De steeds toenemende stroom van big data betekent dat we uit een wereld zijn verhuisd, waar behavioural data schaars was naar een wereld waar behavioural data is er in overvloed. Maar omdat dit soort gegevens zijn relatief nieuw, een ongelukkige bedrag van onderzoek met behulp van hen ziet eruit als wetenschappers blindelings achterna beschikbare gegevens. Dit hoofdstuk, in plaats daarvan biedt een principiële benadering voor het begrijpen van de verschillende gegevensbronnen en hoe ze kunnen worden gebruikt. Dit rijker inzicht moet helpen beter overeenkomen met uw onderzoeksvragen naar geschikte bronnen van de gegevens. Of, indien dergelijke bestaande bronnen ontbreken, te overtuigen om uw eigen gegevens te verzamelen met behulp van de ideeën in de toekomst hoofdstukken.
Een eerste stap om te leren van big data is om te beseffen dat het deel uitmaakt van een bredere categorie van de gegevens die zijn gebruikt voor het sociaal onderzoek voor vele jaren: waarnemingsgegevens. Ruwweg, observationele gegevens zijn alle gegevens die voortvloeit uit het observeren van een sociaal systeem zonder in te grijpen op een bepaalde manier. Een ruwe manier om na te denken over het is dat observationele data is alles wat niet gepaard gaat praten met mensen (bv, enquêtes, het onderwerp van hoofdstuk 3) of veranderende omgevingen van mensen (bijvoorbeeld experimenten, het onderwerp van hoofdstuk 4). Dus, in aanvulling op het bedrijfsleven en de overheid records waarnemingsgegevens omvat ook dingen zoals de tekst van krantenartikelen en satellietfoto's.
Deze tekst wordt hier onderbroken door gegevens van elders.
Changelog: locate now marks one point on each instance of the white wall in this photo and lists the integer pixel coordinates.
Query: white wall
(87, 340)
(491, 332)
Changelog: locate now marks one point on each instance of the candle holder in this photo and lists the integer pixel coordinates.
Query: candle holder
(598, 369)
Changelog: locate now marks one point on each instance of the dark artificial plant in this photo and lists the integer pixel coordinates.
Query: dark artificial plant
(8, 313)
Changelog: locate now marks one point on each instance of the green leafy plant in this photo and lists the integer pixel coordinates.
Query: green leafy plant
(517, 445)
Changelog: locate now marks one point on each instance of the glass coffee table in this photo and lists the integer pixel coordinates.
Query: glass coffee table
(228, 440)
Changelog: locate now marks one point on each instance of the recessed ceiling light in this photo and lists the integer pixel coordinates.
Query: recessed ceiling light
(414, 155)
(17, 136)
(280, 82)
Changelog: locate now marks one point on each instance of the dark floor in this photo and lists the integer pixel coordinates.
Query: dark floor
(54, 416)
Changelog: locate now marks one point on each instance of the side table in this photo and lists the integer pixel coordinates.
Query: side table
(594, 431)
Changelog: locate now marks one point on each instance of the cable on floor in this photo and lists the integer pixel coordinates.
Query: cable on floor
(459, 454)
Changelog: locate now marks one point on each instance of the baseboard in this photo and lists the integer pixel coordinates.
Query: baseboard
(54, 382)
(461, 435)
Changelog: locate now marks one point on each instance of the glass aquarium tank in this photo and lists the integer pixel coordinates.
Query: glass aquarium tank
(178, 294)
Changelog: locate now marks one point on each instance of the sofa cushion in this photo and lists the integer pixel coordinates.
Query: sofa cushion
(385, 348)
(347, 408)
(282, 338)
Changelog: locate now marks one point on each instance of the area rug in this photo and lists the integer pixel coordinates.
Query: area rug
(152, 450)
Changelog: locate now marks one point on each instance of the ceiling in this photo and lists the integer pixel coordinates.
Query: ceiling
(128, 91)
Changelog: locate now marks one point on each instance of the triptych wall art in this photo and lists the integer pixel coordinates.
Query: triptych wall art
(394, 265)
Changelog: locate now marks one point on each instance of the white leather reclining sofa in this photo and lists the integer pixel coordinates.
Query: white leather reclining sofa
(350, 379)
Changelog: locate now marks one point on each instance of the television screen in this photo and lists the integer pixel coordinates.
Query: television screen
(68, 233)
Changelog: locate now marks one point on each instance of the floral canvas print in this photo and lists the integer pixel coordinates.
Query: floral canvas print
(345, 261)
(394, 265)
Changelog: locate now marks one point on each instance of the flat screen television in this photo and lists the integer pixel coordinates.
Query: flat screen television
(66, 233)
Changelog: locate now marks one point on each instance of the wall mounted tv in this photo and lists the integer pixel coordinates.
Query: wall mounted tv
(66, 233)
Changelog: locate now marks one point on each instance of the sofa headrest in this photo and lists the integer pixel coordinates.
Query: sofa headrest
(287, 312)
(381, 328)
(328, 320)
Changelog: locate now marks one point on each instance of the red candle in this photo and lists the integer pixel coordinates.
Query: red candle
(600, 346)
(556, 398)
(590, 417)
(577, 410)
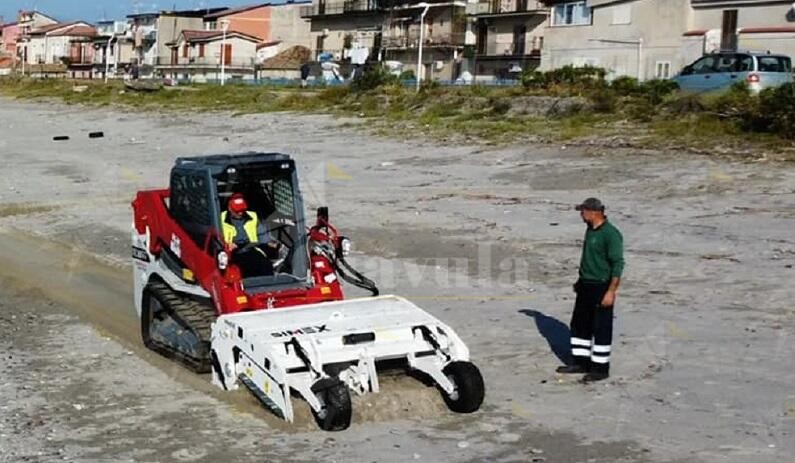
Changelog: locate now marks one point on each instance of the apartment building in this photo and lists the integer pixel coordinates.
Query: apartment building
(113, 48)
(759, 25)
(196, 56)
(656, 38)
(508, 37)
(338, 25)
(170, 24)
(638, 38)
(143, 27)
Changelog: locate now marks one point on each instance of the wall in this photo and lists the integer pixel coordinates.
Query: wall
(243, 52)
(48, 49)
(755, 16)
(499, 38)
(660, 24)
(255, 22)
(362, 27)
(431, 57)
(168, 29)
(10, 34)
(288, 26)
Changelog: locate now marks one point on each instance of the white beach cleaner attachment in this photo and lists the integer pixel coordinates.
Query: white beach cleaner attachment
(325, 351)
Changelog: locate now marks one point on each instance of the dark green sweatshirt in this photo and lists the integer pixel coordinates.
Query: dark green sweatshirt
(602, 254)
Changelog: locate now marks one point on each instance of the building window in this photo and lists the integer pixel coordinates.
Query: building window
(622, 14)
(662, 70)
(572, 14)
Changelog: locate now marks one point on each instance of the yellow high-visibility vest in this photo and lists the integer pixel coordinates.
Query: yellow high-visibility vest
(250, 226)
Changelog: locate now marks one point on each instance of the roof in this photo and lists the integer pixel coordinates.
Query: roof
(231, 11)
(33, 12)
(77, 30)
(209, 36)
(143, 15)
(268, 44)
(291, 58)
(200, 13)
(81, 28)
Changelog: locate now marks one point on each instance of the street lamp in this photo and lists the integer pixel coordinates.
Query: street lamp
(107, 58)
(425, 7)
(224, 28)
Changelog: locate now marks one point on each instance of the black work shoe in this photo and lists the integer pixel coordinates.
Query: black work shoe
(571, 369)
(594, 377)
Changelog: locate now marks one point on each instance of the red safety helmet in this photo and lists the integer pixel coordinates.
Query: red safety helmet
(237, 203)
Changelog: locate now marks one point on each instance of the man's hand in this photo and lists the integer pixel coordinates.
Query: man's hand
(609, 299)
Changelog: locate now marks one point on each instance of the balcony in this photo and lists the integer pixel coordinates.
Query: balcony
(347, 7)
(495, 8)
(412, 40)
(517, 49)
(204, 62)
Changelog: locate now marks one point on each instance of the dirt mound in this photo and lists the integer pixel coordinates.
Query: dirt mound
(291, 58)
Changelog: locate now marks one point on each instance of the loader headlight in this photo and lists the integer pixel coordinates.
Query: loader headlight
(346, 245)
(223, 260)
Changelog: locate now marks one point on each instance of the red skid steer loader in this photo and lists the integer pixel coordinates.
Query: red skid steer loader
(280, 326)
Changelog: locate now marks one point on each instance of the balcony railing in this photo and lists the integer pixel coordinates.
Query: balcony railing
(493, 49)
(206, 61)
(511, 7)
(412, 40)
(338, 8)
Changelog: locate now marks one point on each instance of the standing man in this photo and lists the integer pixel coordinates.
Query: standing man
(601, 266)
(305, 69)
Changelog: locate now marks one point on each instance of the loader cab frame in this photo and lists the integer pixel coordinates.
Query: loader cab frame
(201, 188)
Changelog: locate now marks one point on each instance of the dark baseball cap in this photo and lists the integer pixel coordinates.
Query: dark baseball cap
(590, 204)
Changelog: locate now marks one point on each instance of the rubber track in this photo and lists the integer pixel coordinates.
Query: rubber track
(191, 315)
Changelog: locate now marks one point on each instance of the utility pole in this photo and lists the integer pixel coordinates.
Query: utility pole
(224, 28)
(419, 52)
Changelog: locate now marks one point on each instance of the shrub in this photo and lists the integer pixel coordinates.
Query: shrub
(372, 78)
(625, 85)
(776, 109)
(407, 75)
(657, 90)
(500, 105)
(603, 100)
(534, 80)
(574, 78)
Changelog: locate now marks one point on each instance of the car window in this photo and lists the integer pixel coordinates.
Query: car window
(743, 63)
(773, 64)
(705, 65)
(726, 63)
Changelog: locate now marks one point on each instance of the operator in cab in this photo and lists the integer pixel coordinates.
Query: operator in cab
(247, 238)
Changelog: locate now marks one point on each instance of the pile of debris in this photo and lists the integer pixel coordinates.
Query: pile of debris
(292, 58)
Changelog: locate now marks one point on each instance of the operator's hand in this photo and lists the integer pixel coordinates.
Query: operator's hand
(609, 299)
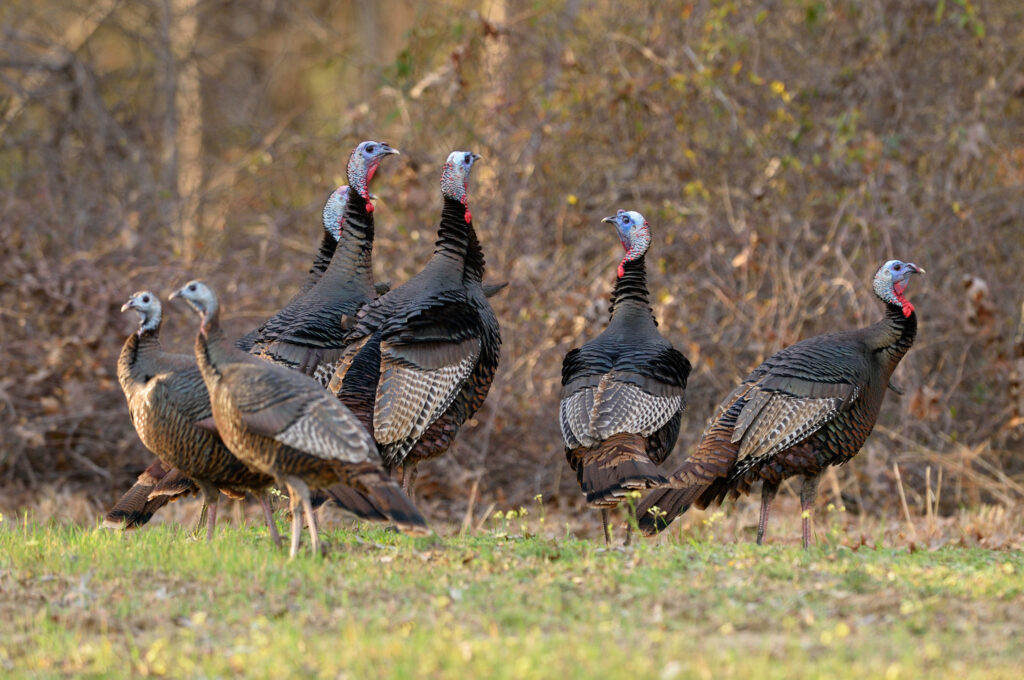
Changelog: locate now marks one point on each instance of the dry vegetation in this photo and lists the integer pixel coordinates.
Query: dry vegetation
(779, 150)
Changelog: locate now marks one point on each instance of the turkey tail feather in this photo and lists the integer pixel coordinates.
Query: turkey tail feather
(386, 497)
(136, 507)
(670, 503)
(614, 467)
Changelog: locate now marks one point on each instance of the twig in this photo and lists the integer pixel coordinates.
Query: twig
(902, 500)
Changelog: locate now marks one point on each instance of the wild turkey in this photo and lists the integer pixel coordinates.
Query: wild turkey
(810, 406)
(156, 486)
(422, 356)
(286, 425)
(623, 392)
(334, 213)
(166, 483)
(169, 408)
(308, 333)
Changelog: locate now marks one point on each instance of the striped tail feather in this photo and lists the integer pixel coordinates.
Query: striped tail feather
(610, 470)
(139, 503)
(662, 506)
(387, 498)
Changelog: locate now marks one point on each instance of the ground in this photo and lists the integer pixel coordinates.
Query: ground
(516, 598)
Dit hoofdstuk bestaat uit drie delen. Ten eerste, in paragraaf 2.2, beschrijf ik big data nader te verduidelijken en een fundamenteel verschil tussen haar en de gegevens die in het algemeen zijn gebruikt voor sociaal onderzoek in het verleden. Dan, in paragraaf 2.3, beschrijf ik tien gemeenschappelijke kenmerken van big data bronnen. Inzicht in deze kenmerken stelt ons in staat om de sterke en zwakke punten van bestaande bronnen snel te herkennen en zal ons helpen benutten van de nieuwe bronnen die zullen worden gecreëerd in de toekomst. Tot slot, in paragraaf 2.4, beschrijf ik drie belangrijke onderzoek strategieën die je kunt gebruiken om te leren van observationele data: het tellen van dingen, forecasting dingen, en benaderen van een experiment.